I am going to finish my rounds on here and start on housework.....

6 comments:

Anonymous said...

Christina-I am so sorry to hear about Aunt Helen! Tell Carrie that I am praying for everyone and that I am sorry! On the moving issue-I am praying for that as well! Sorry that you are going through so much right now but glad that you are looking forward to a new change and step in life. Why TN? I think NC sounds like more fun don't you----Anyway, I will talk to you later!

Leigh Ann said...

Wow, lots of things in this blog. I'm sorry for your loss but I do love your perspective. She is painfree and finally with her husband and son now.

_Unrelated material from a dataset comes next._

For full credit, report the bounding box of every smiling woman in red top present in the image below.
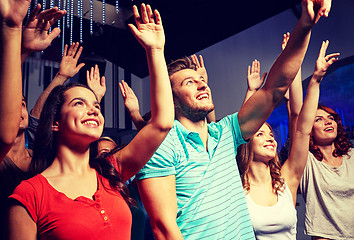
[7,3,174,240]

The move... what a big step. I'll keep you in my thoughts and prayers. I'm also interested why TN. We have a manufacturing plant down there and if you complain about the heat here... it's worst there. The economy isn't so hot there either, but I'm sure there's a lot of positives. Good luck.

Julie Q said...

I am so sorry to hear about your Aunt. I am glad to hear she is with her husband and son though. She sounds like she was a sweet lady.

A fresh new start sounds like a wonderful idea for your family! Do consider all your options. Research the internet and keep travel costs in mind. Babies being born you would want to meet in the future, weddings, etc. You want to make sure you'd be able to share in those family moments without too much cost. And your parents aren't getting younger, you might want to be able to make quick trips home on occasion. Be sure and research if Jeremy could get a license as well, before you move somewhere.

Good luck!! Keep me posted! (((Big Hugs!!!!)))

The other me said...

If JEremy has never had a license and all that stuff was so long ago ( and lets face it, teenagers are renowned for foolishness!) why can't he get a license now? Ridiculous!
The move sounds great and I have moved counties, countries, just up the road...new starts are great if it is the right thing to do. I know you will think it all out and this could be the making of your family, what about school? Can you transfer? Sounds very exciting!

Anonymous said...

wow its a big move but yes think about things before u make that big step school, mom and dad, work and if Jeremy hasnt had a lic. and u move to diff state they will ask the state of michigan for his history thats what they did with my aunt but what ever choice u 2 make i hope it all works out for you.